Anonymous Monk has asked for the wisdom of the Perl Monks concerning the following question:

What is the best way to split a link in HTML format so that I can grab the domain name?

The link could be in several formats. I won't know until run time. Here are a couple of possibilities...

<a href="http://www.foo.com">description</a> <a href='http://www.foo.com'>image here</a>

I will need to parse and return foo.com

I really stink with reg ex's :-(

Thanks Monks!!

Replies are listed 'Best First'.
Re: how do i split a link
by gav^ (Curate) on Apr 13, 2002 at 17:09 UTC
    You could combine HTML::LinkExtor and URI:
    use HTML::LinkExtor; use URI; my @links = (); my $html = do { local $/; <DATA> }; sub extract_links { my ($tag, %attr) = @_; next unless $tag eq 'a'; my @parts = split /\./, URI->new($attr{href})->host; my $host = join '.', @parts[-2, -1]; push @links, $host; } my $p = HTML::LinkExtor->new(\&extract_links); $p->parse($html); print join "\n", @links; __DATA__ <a href="http://www.foo.com">description</a> <a href='http://www.foo.com'>image here</a>
    Of course you might want to add some error checking...

    gav^

      You might find reading the module, as well as its documentation, saves typing ;)
      use HTML::LinkExtor; my @links = (); my $html = join'',<DATA>; # much more elegant than => do { local $/; < +DATA> }; sub extract_links { my ($tag,undef,$url) = @_; if($tag eq 'a') { push @links, $url->host; } } my $p = HTML::LinkExtor->new(\&extract_links,'http://foobar.com'); $p->parse($html); print join "\n", @links; __DATA__ <a href="http://www.foo.com">description</a> <a href='http://www.foo.com'>image here</a> <A href='http://foo-bar-publishers.co.uk'>image here</a>
      Also, this "foo.com" request is rather silly, considering all the weirdo naming conventions out there (city.county.state.us ...)

      update: no need for a patch, it's in there (at least in $VERSION = sprintf("%d.%02d", q$Revision: 1.31 $ =~ /(\d+)\.(\d+)/);).

       
      ______crazyinsomniac_____________________________
      Of all the things I've lost, I miss my mind the most.
      perl -e "$q=$_;map({chr unpack qq;H*;,$_}split(q;;,q*H*));print;$q/$q;"

        Thanks, I never knew about that 3rd parameter.

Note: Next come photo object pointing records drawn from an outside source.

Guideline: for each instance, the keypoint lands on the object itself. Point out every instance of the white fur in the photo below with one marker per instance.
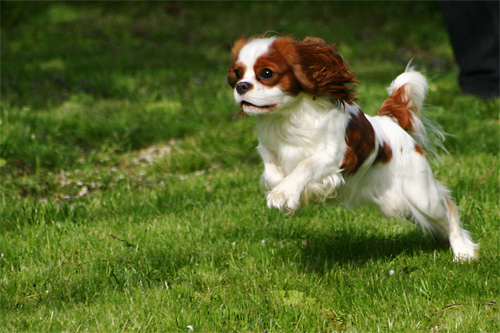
(302, 144)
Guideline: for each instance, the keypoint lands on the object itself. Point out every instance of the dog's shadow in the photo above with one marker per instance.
(321, 252)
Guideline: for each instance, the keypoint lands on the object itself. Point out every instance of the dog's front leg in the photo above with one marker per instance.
(286, 195)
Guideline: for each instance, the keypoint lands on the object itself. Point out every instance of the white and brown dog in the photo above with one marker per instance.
(318, 145)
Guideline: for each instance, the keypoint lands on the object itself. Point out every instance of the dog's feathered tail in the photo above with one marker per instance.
(404, 105)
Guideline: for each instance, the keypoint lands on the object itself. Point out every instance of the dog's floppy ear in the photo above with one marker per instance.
(321, 71)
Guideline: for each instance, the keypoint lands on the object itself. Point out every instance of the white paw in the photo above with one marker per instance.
(284, 198)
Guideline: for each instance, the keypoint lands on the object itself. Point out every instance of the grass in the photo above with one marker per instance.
(130, 197)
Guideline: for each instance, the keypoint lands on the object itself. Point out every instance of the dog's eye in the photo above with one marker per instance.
(266, 74)
(238, 74)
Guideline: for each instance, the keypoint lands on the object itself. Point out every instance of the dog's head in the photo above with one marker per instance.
(269, 73)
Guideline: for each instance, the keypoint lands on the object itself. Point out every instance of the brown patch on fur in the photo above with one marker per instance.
(419, 149)
(321, 71)
(396, 106)
(317, 68)
(360, 139)
(384, 154)
(231, 74)
(309, 65)
(275, 60)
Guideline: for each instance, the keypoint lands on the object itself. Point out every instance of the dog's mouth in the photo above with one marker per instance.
(250, 108)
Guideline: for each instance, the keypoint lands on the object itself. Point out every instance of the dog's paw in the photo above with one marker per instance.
(284, 199)
(270, 180)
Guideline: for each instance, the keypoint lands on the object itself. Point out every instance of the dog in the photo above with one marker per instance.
(317, 144)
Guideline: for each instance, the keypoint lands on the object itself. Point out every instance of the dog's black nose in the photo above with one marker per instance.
(243, 87)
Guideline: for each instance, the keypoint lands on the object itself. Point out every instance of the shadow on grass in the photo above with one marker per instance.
(322, 252)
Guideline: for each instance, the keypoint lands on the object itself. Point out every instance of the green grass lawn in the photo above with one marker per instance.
(129, 189)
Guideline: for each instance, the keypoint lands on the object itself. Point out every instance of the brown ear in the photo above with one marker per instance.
(238, 45)
(321, 71)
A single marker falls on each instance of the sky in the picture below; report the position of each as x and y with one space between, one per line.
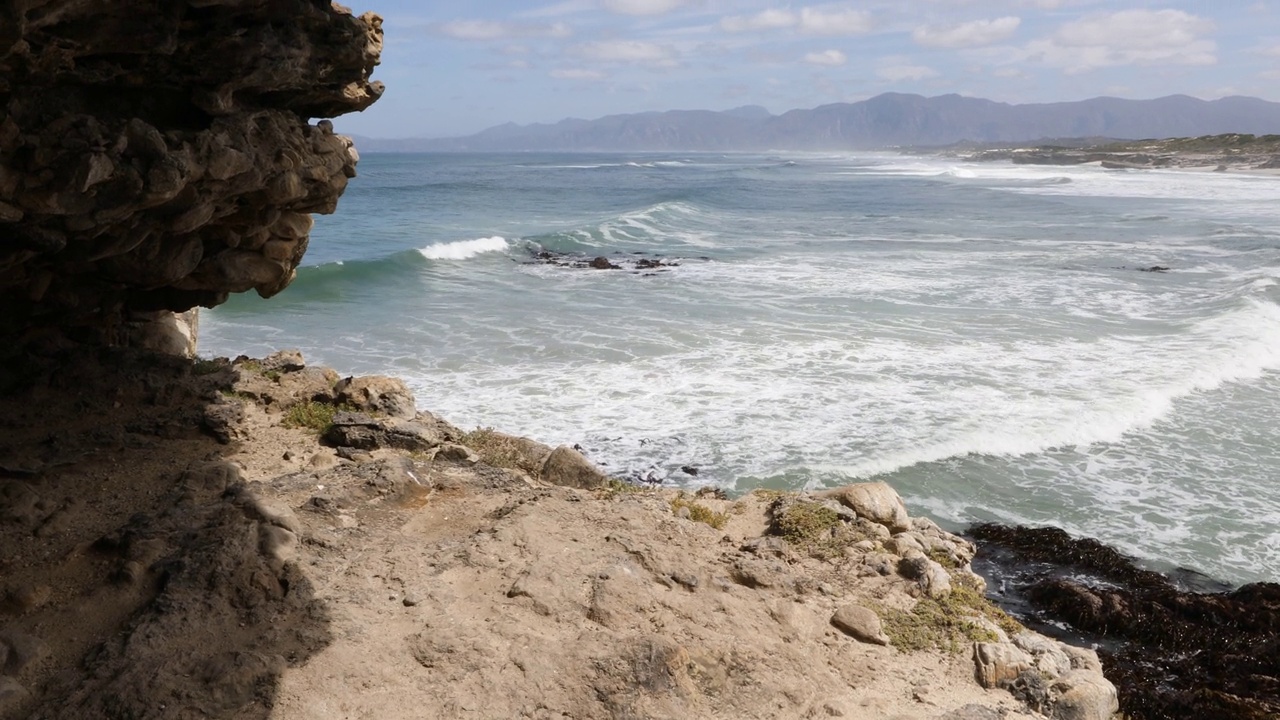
457 68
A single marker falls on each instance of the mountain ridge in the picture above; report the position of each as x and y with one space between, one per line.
890 119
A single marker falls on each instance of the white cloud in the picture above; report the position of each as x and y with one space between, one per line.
494 30
1127 37
1137 30
976 33
835 22
641 7
579 73
830 58
899 73
632 51
767 19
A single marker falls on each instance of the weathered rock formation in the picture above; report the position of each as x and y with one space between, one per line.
158 156
1174 654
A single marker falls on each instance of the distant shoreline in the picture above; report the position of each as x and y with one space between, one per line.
1223 153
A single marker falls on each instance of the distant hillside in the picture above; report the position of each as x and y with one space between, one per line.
885 121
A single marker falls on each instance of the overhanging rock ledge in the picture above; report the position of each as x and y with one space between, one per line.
158 156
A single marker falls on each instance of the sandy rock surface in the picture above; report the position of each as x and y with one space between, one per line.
159 563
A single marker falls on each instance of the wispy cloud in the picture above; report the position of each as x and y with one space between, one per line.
498 30
901 72
579 74
641 7
767 19
810 21
626 51
1125 37
830 58
835 22
974 33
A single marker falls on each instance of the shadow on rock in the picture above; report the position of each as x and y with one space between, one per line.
142 577
1171 648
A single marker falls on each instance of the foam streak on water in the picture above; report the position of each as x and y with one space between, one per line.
982 336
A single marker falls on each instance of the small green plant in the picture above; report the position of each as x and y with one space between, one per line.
311 415
621 487
942 557
813 528
202 367
945 623
698 511
499 450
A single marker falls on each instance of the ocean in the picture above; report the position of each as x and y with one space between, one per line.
988 338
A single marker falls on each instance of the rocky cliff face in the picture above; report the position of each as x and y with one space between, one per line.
158 156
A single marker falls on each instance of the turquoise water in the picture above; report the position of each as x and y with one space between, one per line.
979 336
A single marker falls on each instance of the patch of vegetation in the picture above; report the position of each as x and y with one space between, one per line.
813 528
202 367
768 495
499 450
944 557
698 511
311 415
621 487
945 623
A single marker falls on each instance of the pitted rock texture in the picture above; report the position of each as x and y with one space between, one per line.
160 155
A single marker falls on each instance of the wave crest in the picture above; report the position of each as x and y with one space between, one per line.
464 249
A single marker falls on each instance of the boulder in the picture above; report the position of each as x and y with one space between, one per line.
567 466
12 697
155 158
376 393
932 577
366 432
999 664
877 502
284 361
860 623
1083 695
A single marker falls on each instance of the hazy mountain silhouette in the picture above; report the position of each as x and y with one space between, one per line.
886 121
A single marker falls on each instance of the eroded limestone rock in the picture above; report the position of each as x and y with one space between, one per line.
160 156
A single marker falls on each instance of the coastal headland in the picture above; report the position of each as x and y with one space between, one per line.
1219 153
263 538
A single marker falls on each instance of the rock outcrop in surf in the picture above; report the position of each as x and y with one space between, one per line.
1173 652
155 158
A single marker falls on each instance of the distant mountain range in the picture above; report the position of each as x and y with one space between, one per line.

Perhaps you can suggest a patch to the documentation?

        gav^

Re: how do i split a link
by cjf (Parson) on Apr 13, 2002 at 16:55 UTC

    It's best to use a module for HTML parsing, it's more complicated than it looks :). HTML::TokeParser should do nicely, there's even a tutorial on it here.

Re: how do i split a link
by Amoe (Friar) on Apr 13, 2002 at 18:08 UTC
    sub gimmelinks { my $html = shift; my @linkywinkys; use HTML::TokeParser; my $parsee = HTML::TokeParser->new(\$html); while (my $tag = $parsee->get_tag('a')) { push @linkywinkys, {url => $tag->[1]->{href}, txt => $parsee->get_trimmed_text('/a')}; } return @linkywinkys; }

    That should do you fine if you want to use good old HTML::TokeParser. You get the link text free as well! It returns an array of hashes, where the url is the "url" key and the text is the "txt" key. What am I saying - figure it out yourself :)

    --
    amoe